No standard salvage chemotherapy regimen is available for relapsed or refractory (RR) acute myeloid leukemia (AML). Preclinical data have suggested synergy in vitro between cytarabine and imatinib mesylate (IM) on AML cell growth inhibition. After demonstrating the safety and feasibility in a phase I study, we conducted a phase II clinical study of CLAG (cladribine, cytarabine, granulocyte colony-stimulating factor) regimen combined with IM for patients with RR-AML.
Patients and Methods
We performed a single-institution 2-stage phase II study. The primary endpoint was the remission rate measured using the standard AML response criteria. The secondary endpoints included overall survival (OS) and progression-free survival (PFS).

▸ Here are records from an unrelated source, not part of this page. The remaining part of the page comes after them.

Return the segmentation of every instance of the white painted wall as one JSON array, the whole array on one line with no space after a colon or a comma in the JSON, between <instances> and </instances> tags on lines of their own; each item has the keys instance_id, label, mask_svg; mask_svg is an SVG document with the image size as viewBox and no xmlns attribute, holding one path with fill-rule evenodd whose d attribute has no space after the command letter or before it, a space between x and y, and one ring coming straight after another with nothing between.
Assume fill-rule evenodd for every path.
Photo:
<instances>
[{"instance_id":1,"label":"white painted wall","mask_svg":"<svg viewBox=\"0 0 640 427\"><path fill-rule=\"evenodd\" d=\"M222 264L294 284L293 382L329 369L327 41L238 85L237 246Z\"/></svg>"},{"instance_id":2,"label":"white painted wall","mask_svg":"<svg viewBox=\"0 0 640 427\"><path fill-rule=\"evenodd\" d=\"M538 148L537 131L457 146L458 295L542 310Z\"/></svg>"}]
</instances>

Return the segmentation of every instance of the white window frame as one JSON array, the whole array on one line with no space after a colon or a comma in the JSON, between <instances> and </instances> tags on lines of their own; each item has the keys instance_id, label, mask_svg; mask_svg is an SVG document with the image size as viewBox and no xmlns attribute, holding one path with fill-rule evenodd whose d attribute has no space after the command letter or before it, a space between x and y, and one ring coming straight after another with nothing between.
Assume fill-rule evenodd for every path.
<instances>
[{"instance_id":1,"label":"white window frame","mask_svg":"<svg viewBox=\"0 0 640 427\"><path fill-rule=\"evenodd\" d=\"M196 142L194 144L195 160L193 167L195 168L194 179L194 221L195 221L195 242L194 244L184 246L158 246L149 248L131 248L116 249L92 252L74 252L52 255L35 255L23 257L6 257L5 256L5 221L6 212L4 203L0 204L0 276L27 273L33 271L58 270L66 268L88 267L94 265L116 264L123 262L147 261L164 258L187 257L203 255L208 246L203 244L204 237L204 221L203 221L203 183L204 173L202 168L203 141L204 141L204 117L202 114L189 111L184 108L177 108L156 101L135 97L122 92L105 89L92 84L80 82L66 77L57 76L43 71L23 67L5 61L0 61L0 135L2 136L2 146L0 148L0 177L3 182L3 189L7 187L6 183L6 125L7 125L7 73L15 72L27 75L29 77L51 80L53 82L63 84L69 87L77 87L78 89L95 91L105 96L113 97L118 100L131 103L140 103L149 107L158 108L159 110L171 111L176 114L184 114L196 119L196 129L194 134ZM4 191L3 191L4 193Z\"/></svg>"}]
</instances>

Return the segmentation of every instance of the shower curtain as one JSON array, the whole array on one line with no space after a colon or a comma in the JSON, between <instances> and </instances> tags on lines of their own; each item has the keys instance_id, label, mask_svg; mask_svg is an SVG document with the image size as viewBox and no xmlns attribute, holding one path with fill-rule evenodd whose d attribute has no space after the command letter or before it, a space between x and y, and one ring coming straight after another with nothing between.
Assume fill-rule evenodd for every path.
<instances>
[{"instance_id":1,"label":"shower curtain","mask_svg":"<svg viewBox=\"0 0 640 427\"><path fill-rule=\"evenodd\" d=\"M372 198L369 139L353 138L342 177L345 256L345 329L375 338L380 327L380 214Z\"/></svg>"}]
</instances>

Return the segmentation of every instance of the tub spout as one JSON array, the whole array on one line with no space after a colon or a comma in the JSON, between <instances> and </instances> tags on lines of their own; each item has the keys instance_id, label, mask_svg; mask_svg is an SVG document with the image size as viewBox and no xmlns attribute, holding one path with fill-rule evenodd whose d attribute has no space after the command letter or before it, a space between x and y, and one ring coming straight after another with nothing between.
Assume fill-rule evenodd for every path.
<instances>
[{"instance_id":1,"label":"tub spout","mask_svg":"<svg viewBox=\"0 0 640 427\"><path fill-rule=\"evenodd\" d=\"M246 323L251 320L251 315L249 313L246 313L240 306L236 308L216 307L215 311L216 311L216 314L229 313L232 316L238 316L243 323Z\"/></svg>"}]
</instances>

From August 2009 to April 2011, 38 patients were treated at the Moffitt Cancer Center. Their median age was 62 years (range, 26-79 years). Of the 38 patients, 7 (18%) had refractory AML, 19 (50%) had early relapse, and 12 (32%) had late relapse. At the original diagnosis, only 2 patients had favorable risk factors, 18 had intermediate risk, and 16 had poor risk; for 2 patients, the karyotype was missing. The overall response rate for all 38 evaluable patients was 37%. The median OS was 11.1 months (95% CI, 4.8-13.4 months), the median PFS was 4.9 months (95% CI, 1.6-11.7 months). Among the responders, 8 of 14 patients subsequently underwent allogeneic hematopoietic cell transplantation.
CLAG plus IM was well tolerated, with encouraging signs of activity in patients with poor-risk AML.